[Archives] La création de Narnia : Entretien avec Richard Taylor (WETA)
Article Cinéma du Samedi 13 Fevrier 2016

Propos recueillis et traduits par Pascal Pinteau

Quelles sont les indications que vous a donné Andrew Adamson avant que débutent les travaux de conception de Narnia ?

Les descriptions d'Andrew ont été très précises et très brèves, car je crois qu'il voulait simplement nous donner une impulsion de départ, puis nous laisser le surprendre. Dans un premier temps, nous nous sommes inspirés des dessins de Hieronimus Bosch pour décrire l'environnement des créatures maléfiques, puis nous avons abandonné cette approche pour nous inspirer davantage de la mythologie Grecque, telle qu'elle a été représentée sur des vases et des bas-reliefs antiques. Pendant un moment, nous avons joué avec l'idée de donner un nouvel aspect aux créatures mythologiques qui apparaissent dans le récit, comme les minotaures ou les centaures, mais après y avoir réfléchi, nous avons préféré ne pas modifier leur apparence « classique » afin que le public puisse les accepter d'un seul coup d'oeil. Nous avons essayer de leur donner l'allure la plus intéressante et la plus majestueuse possible.

Qu'en est-il des scènes de batailles ? Etes-vous allé chercher vos sources d'inspiration uniquement dans le roman de CS Lewis ?

Ce qui est amusant quand on a lu les romans de Narnia enfant, c'est qu'on garde le souvenir de batailles épiques, foisonnantes de détails, décrites très longuement. Mais quand on les relit adulte, on se rend compte que ces passages durent deux pages et demi, et qu'ils sont souvent racontés par des personnages après que les faits aient eu lieu ! Ce manque d'information nous a conduit à aller chercher au-delà des livres les sources d'inspiration de CS Lewis, son intérêt pour les mythologies étrangères, ses interactions avec Tolkien, etc…
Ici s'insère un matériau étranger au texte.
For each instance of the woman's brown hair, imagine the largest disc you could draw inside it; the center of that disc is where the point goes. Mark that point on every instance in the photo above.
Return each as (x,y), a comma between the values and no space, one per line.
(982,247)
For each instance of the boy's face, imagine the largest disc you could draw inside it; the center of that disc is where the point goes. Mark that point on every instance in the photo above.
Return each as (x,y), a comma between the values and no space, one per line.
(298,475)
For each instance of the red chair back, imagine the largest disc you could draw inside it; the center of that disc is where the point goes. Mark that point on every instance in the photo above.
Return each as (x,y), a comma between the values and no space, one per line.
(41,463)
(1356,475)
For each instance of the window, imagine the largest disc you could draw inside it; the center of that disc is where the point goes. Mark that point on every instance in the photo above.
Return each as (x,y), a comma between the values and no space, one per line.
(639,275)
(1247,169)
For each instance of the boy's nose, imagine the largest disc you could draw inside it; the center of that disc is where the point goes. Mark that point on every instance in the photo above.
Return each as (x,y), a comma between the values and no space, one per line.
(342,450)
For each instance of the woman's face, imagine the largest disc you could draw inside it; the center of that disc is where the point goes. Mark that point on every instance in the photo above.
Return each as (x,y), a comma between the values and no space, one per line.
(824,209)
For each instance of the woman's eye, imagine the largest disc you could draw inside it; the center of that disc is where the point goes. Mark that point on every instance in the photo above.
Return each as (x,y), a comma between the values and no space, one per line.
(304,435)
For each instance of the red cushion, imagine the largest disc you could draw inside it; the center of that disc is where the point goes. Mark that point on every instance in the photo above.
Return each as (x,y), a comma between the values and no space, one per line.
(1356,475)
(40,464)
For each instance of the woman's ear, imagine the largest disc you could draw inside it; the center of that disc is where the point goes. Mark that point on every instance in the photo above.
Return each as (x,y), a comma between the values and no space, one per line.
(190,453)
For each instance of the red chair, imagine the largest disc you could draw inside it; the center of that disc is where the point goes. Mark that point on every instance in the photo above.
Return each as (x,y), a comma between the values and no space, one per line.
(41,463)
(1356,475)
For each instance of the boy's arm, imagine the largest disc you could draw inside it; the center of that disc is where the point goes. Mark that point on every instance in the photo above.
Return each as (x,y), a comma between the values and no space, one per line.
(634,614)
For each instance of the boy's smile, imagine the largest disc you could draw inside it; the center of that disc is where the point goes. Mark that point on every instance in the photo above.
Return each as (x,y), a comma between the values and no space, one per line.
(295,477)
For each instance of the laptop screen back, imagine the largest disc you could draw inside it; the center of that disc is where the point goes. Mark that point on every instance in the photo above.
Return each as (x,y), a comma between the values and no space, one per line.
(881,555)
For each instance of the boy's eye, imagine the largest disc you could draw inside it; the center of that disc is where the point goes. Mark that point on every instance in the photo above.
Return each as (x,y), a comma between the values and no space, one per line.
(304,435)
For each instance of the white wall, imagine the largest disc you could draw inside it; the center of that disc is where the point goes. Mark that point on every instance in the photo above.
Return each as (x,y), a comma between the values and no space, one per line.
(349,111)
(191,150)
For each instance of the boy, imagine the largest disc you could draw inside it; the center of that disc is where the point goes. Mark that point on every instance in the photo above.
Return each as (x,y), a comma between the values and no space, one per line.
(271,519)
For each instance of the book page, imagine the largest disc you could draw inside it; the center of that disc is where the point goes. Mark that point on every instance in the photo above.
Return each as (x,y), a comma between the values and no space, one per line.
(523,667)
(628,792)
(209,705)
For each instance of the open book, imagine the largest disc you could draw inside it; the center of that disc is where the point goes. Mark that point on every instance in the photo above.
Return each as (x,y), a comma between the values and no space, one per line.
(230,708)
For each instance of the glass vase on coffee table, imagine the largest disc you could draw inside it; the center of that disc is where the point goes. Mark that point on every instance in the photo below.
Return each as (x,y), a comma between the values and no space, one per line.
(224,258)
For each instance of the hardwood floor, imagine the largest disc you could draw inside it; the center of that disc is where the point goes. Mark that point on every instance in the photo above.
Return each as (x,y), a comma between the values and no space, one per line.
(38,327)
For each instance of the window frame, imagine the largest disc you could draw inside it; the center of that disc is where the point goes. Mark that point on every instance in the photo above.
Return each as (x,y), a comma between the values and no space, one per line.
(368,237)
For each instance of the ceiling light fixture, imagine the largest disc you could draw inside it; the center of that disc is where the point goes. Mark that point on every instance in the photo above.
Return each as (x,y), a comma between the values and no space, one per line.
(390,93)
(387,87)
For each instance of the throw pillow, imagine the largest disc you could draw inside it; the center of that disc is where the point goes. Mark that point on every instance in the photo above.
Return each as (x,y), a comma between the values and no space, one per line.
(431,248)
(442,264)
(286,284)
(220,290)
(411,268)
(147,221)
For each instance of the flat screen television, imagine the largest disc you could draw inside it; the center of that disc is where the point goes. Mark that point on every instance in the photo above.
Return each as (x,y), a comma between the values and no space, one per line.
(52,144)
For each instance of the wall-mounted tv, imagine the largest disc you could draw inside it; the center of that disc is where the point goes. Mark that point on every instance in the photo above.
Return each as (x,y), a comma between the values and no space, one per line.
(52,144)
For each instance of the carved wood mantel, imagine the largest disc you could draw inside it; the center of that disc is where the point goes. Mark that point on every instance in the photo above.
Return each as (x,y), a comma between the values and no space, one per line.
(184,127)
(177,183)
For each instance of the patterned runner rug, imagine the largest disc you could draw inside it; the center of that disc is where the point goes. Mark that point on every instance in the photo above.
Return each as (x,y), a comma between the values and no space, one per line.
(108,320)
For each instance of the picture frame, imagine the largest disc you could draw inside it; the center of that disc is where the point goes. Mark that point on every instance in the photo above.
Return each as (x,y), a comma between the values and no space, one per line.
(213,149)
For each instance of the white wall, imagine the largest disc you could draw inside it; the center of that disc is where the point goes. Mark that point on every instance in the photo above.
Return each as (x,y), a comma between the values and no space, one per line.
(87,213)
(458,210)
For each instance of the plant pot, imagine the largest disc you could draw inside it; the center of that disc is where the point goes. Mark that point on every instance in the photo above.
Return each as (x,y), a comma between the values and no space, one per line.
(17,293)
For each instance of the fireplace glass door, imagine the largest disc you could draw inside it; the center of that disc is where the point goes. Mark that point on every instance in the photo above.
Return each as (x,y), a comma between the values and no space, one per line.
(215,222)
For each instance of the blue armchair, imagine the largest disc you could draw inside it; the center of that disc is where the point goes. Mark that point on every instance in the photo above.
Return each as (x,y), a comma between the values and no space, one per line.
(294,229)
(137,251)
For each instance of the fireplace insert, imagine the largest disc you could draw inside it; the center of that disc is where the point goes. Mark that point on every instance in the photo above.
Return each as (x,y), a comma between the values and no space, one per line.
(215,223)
Vous êtes-vous aussi inspiré des références Chrétiennes chères à Lewis, comme le fait que les descriptions du lion Aslan font souvent penser aux actes et aux paroles du Christ ?

Non. Nous avons considéré le livre comme ce qu'il est, c'est à dire comme un merveilleux récit d'aventures. Lorsque l'on sculpte une créature aussi majestueuse que l'est Aslan, on se rend compte que l'apparence d'un lion est profondément intégrée à notre culture. Cet animal magnifique est de toute évidence destiné à régner sur les autres créatures. Mais nous nous en sommes tenus là.

Aslan a-t'il été un personnage difficile à créer ?

Oui. Beaucoup plus que nous ne l'imaginions, pour tout dire ! Aslan est un lion comme un autre, mais un lion qui doit parler, qui doit exprimer des émotions humaines, et qui doit être capable d'interagir avec d'autres personnages. Il est assez simple de modifier la bouche d'un lion pour lui donner certaines caractéristiques humaines, ou de modifier un peu les proportions de la tête pour évoquer celles d'un visage humain. Mais après avoir essayé différentes options de ce type, nous nous sommes rendu compte que nous devions nous en tenir à l'aspect d'un vrai lion, tout en lui donnant l'allure d'un grand leader. Il fallait que les spectateurs soient convaincus qu'Aslan est un chef capable de diriger une nation, de la guider au travers des tourments de la guerre, et de lui apporter la paix après une longue série d'épreuves.

Vous êtes-vous inspiré d'un vrai lion, en particulier ?

Oui. Andrew nous avait parlé d'un lion qui vit dans un Zoo situé près d'Auckland. Nous sommes allés le photographier sous tous les angles. Et nous avons effectivement trouvé que les expressions de son visage étaient très intéressantes. Nous avons donné certaines de ses caractéristiques à Aslan.

Vous avez conçu le design des créatures, mais cette fois-ci, contrairement à votre habitude, vous n'avez pas fabriqué les masques et les maquillages…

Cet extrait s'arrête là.